Relearning

I completely forgot how to care for a newborn. I forgot Caitlin was ever a newborn with newborn needs. I forgot how little newborn diapers and clothes are, and how often they require diaper changes and nursing. I forgot all about how they sleep 90% of the day, and just chill out looking around the other 10%. I forgot how difficult they are to bathe because of the umbilical cord (not to mention his circumcision). I forgot all about little, uncontrollable newborn arms and legs that just lash out all over the place. But mainly? I forgot that I suck at swaddling.

I forgot that the relatively easy things to do for a newborn to make them comfortable, that don’t require a breast, I am no good at. My swaddling resembles a hack job, with extra blankey and one trapped arm while the other waves around uncontrollably. And Kinley does NOT enjoy his arms waving around uncontrollably. I’ve never seen a baby so frustrated by his inability to control his limbs. Caitlin enjoyed being swaddled, but she was content if she wasn’t. This little boy is content pretty much anytime, but especially when he’s in his cocoon of blankets.

I’m having to relearn all the skills I have once had perfected (enough for me), which isn’t the difficult part. I’ve already grown used to changing little boy diapers and swaddling him to the best of my ability. I even already washed him down by myself, which is something I didn’t attempt with Caitlin for a long time.
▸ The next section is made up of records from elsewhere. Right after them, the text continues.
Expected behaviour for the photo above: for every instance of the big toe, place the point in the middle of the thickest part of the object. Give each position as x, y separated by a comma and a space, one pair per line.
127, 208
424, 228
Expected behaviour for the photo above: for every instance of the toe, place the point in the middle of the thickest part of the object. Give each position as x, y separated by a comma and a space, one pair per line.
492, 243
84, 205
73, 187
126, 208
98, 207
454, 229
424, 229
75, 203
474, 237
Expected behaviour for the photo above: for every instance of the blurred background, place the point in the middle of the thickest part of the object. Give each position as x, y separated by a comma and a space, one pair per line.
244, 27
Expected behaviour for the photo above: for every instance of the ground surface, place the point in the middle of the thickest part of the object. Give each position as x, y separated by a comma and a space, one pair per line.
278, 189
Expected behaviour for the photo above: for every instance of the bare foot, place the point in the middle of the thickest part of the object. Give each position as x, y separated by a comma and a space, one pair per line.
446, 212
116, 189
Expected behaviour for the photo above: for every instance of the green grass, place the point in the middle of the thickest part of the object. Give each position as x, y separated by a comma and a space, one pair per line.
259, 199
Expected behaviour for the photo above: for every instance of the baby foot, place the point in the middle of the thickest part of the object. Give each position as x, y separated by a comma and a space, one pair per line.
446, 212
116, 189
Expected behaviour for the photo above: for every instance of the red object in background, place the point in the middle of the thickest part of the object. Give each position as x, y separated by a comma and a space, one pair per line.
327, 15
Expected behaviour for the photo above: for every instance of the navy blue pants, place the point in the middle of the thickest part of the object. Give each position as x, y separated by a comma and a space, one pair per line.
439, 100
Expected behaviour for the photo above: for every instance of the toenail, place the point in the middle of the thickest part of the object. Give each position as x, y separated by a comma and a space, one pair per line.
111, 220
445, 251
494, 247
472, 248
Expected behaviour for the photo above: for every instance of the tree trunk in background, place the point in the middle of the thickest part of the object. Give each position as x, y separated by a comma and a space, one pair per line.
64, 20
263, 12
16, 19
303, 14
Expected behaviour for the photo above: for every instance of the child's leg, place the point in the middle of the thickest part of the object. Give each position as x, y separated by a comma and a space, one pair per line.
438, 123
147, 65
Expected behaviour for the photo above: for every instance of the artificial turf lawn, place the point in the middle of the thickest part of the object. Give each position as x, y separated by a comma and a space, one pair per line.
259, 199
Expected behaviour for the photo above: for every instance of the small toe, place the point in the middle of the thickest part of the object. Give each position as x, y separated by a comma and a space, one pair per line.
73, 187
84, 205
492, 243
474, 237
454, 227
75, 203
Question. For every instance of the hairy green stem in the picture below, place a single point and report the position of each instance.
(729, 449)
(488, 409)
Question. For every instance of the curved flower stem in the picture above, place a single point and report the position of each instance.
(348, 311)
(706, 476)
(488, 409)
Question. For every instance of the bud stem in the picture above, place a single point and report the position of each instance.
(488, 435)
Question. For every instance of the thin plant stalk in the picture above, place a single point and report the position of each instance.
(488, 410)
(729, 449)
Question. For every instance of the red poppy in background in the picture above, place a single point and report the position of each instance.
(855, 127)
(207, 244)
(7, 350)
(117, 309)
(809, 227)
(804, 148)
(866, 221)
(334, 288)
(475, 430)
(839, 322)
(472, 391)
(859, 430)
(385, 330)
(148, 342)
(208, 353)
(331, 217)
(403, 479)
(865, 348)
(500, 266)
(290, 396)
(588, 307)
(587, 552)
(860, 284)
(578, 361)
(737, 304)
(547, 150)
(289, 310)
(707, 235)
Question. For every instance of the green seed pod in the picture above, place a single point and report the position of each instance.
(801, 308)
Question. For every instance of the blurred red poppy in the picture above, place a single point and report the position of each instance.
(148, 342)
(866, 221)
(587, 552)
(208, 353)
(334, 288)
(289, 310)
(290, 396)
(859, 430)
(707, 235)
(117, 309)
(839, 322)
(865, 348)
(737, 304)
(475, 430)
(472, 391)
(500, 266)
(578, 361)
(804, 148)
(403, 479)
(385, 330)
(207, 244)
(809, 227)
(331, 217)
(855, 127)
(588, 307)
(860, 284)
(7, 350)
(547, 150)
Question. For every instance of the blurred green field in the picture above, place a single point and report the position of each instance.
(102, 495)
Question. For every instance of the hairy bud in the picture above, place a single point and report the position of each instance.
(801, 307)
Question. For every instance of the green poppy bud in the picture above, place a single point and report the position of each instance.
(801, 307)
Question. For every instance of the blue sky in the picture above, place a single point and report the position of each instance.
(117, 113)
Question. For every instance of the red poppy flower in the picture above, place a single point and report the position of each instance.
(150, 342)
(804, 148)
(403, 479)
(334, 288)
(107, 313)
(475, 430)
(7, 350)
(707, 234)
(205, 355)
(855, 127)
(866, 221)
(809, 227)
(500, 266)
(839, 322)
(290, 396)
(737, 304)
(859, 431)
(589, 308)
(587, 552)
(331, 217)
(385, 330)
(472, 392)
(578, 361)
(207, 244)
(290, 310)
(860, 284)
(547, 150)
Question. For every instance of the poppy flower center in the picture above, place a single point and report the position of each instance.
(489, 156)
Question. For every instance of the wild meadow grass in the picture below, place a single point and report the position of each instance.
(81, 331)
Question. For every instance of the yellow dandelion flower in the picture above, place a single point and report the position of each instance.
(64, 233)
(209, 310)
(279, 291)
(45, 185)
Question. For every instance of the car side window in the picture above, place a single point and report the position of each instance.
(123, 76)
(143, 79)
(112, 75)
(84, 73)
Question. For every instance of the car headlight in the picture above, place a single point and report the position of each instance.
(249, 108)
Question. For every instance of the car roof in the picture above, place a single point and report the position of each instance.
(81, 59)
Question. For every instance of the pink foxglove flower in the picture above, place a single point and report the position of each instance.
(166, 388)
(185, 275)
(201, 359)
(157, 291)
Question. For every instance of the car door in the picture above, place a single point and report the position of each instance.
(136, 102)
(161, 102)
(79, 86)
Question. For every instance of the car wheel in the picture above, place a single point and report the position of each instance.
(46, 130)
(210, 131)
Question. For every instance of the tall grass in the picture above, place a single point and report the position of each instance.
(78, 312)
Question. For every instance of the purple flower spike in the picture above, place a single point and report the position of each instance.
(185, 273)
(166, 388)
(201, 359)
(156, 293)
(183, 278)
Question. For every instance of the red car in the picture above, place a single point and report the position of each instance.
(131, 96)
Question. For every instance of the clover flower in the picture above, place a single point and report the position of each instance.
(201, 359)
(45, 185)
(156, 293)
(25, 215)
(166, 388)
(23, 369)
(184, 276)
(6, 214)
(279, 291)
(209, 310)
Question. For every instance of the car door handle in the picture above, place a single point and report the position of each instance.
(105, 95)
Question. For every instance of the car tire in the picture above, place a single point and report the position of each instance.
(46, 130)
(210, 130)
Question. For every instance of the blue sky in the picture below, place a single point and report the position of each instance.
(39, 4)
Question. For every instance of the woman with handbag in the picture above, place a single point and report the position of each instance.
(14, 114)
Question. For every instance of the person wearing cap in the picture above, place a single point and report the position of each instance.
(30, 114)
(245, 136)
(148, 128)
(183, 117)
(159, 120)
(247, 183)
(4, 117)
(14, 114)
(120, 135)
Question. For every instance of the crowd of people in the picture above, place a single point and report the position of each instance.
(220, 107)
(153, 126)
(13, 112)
The difficult thing is changing Caitlin’s size 4 diaper after changing several of Kinley’s size NB diapers. Her butt just looks so big, her legs are so long and easy to adjust, her toes curl and she just lays there knowing what to do. I’m not so much having to relearn the art of caring for a newborn, but also the art of caring for a 16 month old.

I remember when Caitlin was first born everyone kept saying, “Don’t worry, you’re new at this, you’re still learning.” But it’s obvious this is something you never stop learning about, no matter how many children you have. You’re always new at this, you’re always still learning.

Please remind me of that when I start to fade away.